Blognotes from a photographer life...

May 1, 2010


Being May 1st, and being myself in the middle of a revolution (well, sort of), I feel like a reflexion is needed. What is the sense of this popular revolution? But, above all, what is really moving and driving it? Maybe the real question should be "who" is driving it..
Although I feel empathically near the red Shirts reasons (for the first time in the history of this kingdom the neglected masses are acquiring a "class consciousness", are discussing the philosophy of undiscussed loyalty to the noble rich oligarchy) I remain deeply suspicious of the leadership that inspired and still controls the movement. Thaksin is closer to Berlusconi then to Lenin; he never discussed the economical system of the country, being one of the richest tycoon on earth: he merely gave some economical benefits to the large countryside population to obtain a solid electoral base, to be transformed into power. The subsequent turmoil was a power struggle among rich and powerful, not a popular revolt: a confrontation deeply rooted into tradition and religion more then in ideology and politics.

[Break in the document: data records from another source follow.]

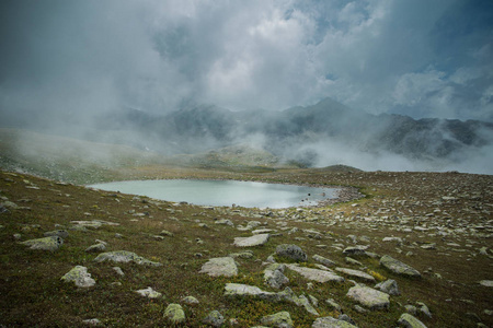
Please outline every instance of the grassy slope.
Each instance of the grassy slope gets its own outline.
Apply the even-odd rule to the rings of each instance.
[[[381,276],[395,279],[402,292],[392,296],[389,311],[359,314],[354,303],[344,295],[351,283],[342,285],[314,283],[307,289],[307,281],[288,272],[290,288],[297,293],[309,293],[320,301],[322,315],[336,315],[324,300],[335,298],[358,325],[358,327],[395,327],[403,305],[422,301],[428,305],[433,318],[420,317],[428,327],[475,327],[477,319],[467,313],[474,313],[488,326],[493,325],[491,316],[483,309],[492,309],[491,291],[478,284],[483,279],[493,279],[491,249],[489,256],[478,249],[491,247],[493,203],[493,177],[465,174],[433,173],[333,173],[321,169],[279,169],[270,173],[185,169],[161,166],[125,168],[123,176],[134,178],[199,177],[255,179],[276,183],[353,185],[368,194],[366,199],[353,203],[340,203],[306,212],[306,219],[294,218],[294,210],[274,211],[273,218],[261,216],[261,211],[218,208],[208,210],[187,204],[172,204],[127,195],[89,190],[72,185],[58,185],[51,180],[32,176],[0,173],[0,196],[28,209],[0,213],[0,325],[7,326],[78,326],[82,319],[100,318],[103,324],[115,327],[164,326],[163,311],[169,303],[181,303],[186,295],[200,301],[196,306],[184,306],[186,325],[200,326],[202,319],[213,309],[219,309],[226,318],[237,318],[239,327],[260,324],[263,315],[289,311],[297,327],[310,327],[314,317],[290,304],[271,304],[264,301],[226,300],[222,296],[226,282],[255,284],[265,290],[262,282],[262,260],[275,250],[278,244],[295,243],[310,256],[320,254],[344,262],[341,250],[334,246],[353,245],[347,235],[367,236],[370,250],[391,255],[415,267],[421,272],[432,267],[433,272],[422,280],[397,277],[381,267],[378,261],[358,258],[363,265]],[[39,189],[32,189],[33,185]],[[444,201],[443,196],[455,196],[454,201]],[[405,200],[405,202],[403,202]],[[434,212],[440,209],[440,212]],[[148,212],[135,216],[130,211]],[[433,215],[427,215],[434,213]],[[369,218],[369,219],[368,219]],[[402,218],[409,218],[402,223]],[[254,247],[253,259],[239,259],[240,274],[237,278],[213,279],[198,274],[202,265],[211,257],[226,256],[239,249],[232,246],[233,237],[248,236],[234,227],[215,224],[215,219],[230,219],[234,224],[259,220],[266,227],[278,229],[279,224],[299,227],[291,235],[286,232],[273,237],[266,245]],[[368,219],[368,220],[367,220]],[[61,225],[70,226],[72,220],[105,220],[117,222],[118,226],[102,226],[90,232],[73,232],[56,253],[34,251],[20,245],[21,239],[43,236]],[[206,223],[209,229],[198,226]],[[429,232],[406,233],[400,227],[435,224],[450,229],[447,236]],[[482,227],[481,227],[482,226]],[[321,239],[303,229],[316,229]],[[151,235],[162,230],[174,233],[173,237],[157,241]],[[119,238],[116,234],[122,234]],[[383,243],[385,236],[405,238],[403,245]],[[295,237],[298,237],[296,241]],[[198,244],[196,238],[204,241]],[[160,268],[122,263],[126,273],[119,278],[114,273],[114,263],[95,263],[96,254],[84,249],[102,239],[108,243],[108,250],[131,250],[151,260],[160,261]],[[436,250],[420,248],[424,242],[437,244]],[[456,243],[459,247],[448,246]],[[318,245],[326,245],[320,248]],[[402,253],[400,254],[400,249]],[[454,250],[457,249],[457,250]],[[414,255],[406,257],[405,253]],[[198,258],[195,254],[204,257]],[[64,283],[60,277],[73,266],[82,265],[96,280],[91,289],[78,289]],[[114,282],[121,282],[115,285]],[[149,301],[135,290],[151,286],[164,297]]]

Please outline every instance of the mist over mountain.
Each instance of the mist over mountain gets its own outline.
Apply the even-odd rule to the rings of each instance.
[[[265,150],[305,166],[345,164],[363,169],[492,173],[493,124],[479,120],[372,115],[332,99],[280,112],[232,112],[188,105],[165,115],[124,107],[84,126],[60,117],[62,130],[96,142],[133,145],[164,155],[195,154],[237,144]],[[490,169],[490,171],[489,171]]]

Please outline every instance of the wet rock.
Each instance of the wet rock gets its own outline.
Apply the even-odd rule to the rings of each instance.
[[[412,277],[412,278],[421,278],[421,273],[416,269],[414,269],[414,268],[412,268],[388,255],[385,255],[381,257],[380,266],[387,268],[388,270],[390,270],[397,274]]]
[[[267,243],[270,237],[270,234],[257,234],[253,235],[251,237],[236,237],[234,238],[234,246],[239,247],[252,247],[252,246],[260,246]]]
[[[233,277],[238,274],[238,267],[231,257],[217,257],[204,263],[198,273],[207,273],[210,277]]]
[[[368,286],[355,285],[349,289],[346,296],[369,309],[388,308],[390,305],[389,294]]]
[[[295,272],[298,272],[302,277],[305,277],[308,280],[317,281],[317,282],[328,282],[328,281],[335,281],[335,282],[343,282],[344,278],[341,276],[337,276],[333,272],[325,271],[325,270],[319,270],[319,269],[311,269],[311,268],[305,268],[299,267],[297,265],[286,265],[286,267],[289,270],[293,270]]]
[[[64,239],[58,236],[44,237],[38,239],[30,239],[21,244],[31,246],[30,249],[42,249],[55,251],[64,245]]]
[[[311,328],[356,328],[356,326],[333,317],[323,317],[314,320]]]
[[[288,258],[297,262],[305,262],[308,259],[307,254],[297,245],[282,244],[276,247],[278,257]]]
[[[106,250],[106,245],[103,243],[99,243],[95,245],[91,245],[88,248],[85,248],[87,253],[100,253]]]
[[[91,273],[88,273],[88,268],[82,266],[72,268],[61,277],[61,280],[66,282],[73,281],[73,283],[80,288],[90,288],[95,284],[95,280],[91,278]]]
[[[61,237],[61,238],[67,238],[68,237],[68,231],[66,231],[66,230],[48,231],[48,232],[45,232],[43,235],[45,237],[58,236],[58,237]]]
[[[182,298],[182,302],[188,305],[195,305],[199,303],[198,300],[194,296],[185,296]]]
[[[365,273],[359,270],[353,270],[353,269],[347,269],[347,268],[335,268],[334,270],[337,272],[347,274],[352,278],[358,278],[360,280],[365,280],[368,282],[375,282],[375,278],[372,276],[369,276],[368,273]]]
[[[173,325],[182,324],[185,321],[185,312],[180,304],[171,303],[164,311],[164,317]]]
[[[264,282],[274,289],[280,289],[284,285],[288,284],[289,279],[284,276],[285,268],[285,265],[270,265],[264,270]]]
[[[276,314],[265,316],[261,320],[262,325],[267,325],[271,327],[278,327],[278,328],[293,328],[293,320],[291,316],[288,312],[283,311],[278,312]]]
[[[402,314],[399,318],[398,324],[405,328],[426,328],[426,326],[422,321],[420,321],[409,313]]]
[[[138,256],[137,254],[128,250],[115,250],[115,251],[107,251],[102,253],[98,255],[98,257],[94,259],[96,262],[103,262],[103,261],[113,261],[113,262],[135,262],[137,265],[144,265],[144,266],[152,266],[152,267],[160,267],[162,263],[160,262],[153,262],[150,261],[141,256]]]
[[[324,265],[325,267],[335,267],[335,262],[334,261],[331,261],[330,259],[324,258],[323,256],[320,256],[320,255],[316,254],[316,255],[313,255],[313,259],[316,261],[318,261],[319,263]]]
[[[376,289],[380,290],[383,293],[389,295],[400,295],[399,288],[397,281],[393,279],[386,280],[383,282],[377,283],[375,285]]]
[[[208,326],[220,327],[225,323],[225,317],[219,311],[213,311],[207,315],[203,323]]]
[[[154,291],[152,288],[147,288],[144,290],[138,290],[135,291],[137,294],[145,296],[145,297],[149,297],[149,298],[159,298],[162,296],[161,293]]]

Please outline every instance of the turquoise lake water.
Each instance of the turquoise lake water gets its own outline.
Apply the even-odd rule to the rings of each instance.
[[[188,179],[116,181],[88,187],[167,201],[186,201],[197,206],[236,204],[271,209],[314,206],[321,200],[336,198],[339,190],[252,181]]]

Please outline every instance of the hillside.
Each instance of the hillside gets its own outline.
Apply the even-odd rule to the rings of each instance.
[[[180,307],[186,327],[205,326],[213,311],[223,326],[234,327],[271,326],[264,317],[283,311],[295,327],[319,327],[313,323],[329,317],[351,318],[363,328],[395,327],[408,312],[427,327],[493,325],[492,176],[172,167],[131,172],[140,178],[352,185],[366,198],[313,209],[209,208],[1,172],[0,325],[156,327],[171,325],[168,314]],[[233,245],[255,233],[268,234],[265,244]],[[53,251],[22,244],[47,235],[58,241]],[[279,267],[264,262],[283,244],[300,247],[308,257],[297,266],[280,255],[271,257],[285,263],[275,274],[288,279],[279,280],[277,289],[264,279]],[[134,253],[133,262],[99,261],[106,256],[102,254],[119,250]],[[381,265],[388,256],[421,277],[390,271]],[[229,263],[234,258],[238,273],[200,273],[217,258]],[[77,266],[90,274],[79,281],[84,286],[61,280]],[[312,281],[319,278],[307,272],[344,281]],[[390,303],[372,308],[349,296],[355,283],[374,288],[388,279],[399,290],[387,290]],[[239,286],[252,295],[227,295]]]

Even in these days, when thousands of people are fighting for their new social identity, the signs of this "controlled rage" are clear. The Red Shirts are occupying the business centre of Bangkok, barricaded in a large intersection, an area that has become a village, like the "Paris Commune". They sleep in tents in the streets, shower behind veils, get ready for a fight: many truly believe this is their occasion in history.
But there are questions. Who is paying for the electricity generators, the television broadcast, the freely distributed food, the countless printing and gadgets? And more then this: on the sides of the camps are the largest, most up-market shopping malls and luxury hotels in Thailand. They closed, of course, but not a scratch has happened to the properties (in any other country the people would be sleeping in the rooms of the Four Seasons by now).
The conclusion is clear: "You shall fight, even be ready to die (over 30 till now), but you shall not discuss the economic system, the private property!"
It's so strange when you see the flow of thousands of motorcycles riding the streets of the capital, with red flags and shirts, chanting slogans and calling for change, stopping at a red traffic light! I guess this is a XXI century revolution: to stop it takes little more then a traffic policeman.
My wish is that not many people will be killed and wounded from now on. This would be an useless sacrifice since (as history shows) in a few months everybody will be back to it's life, with social roles unchanged. Only a few gadgets added to their wealth. Whoever the "winner" will be.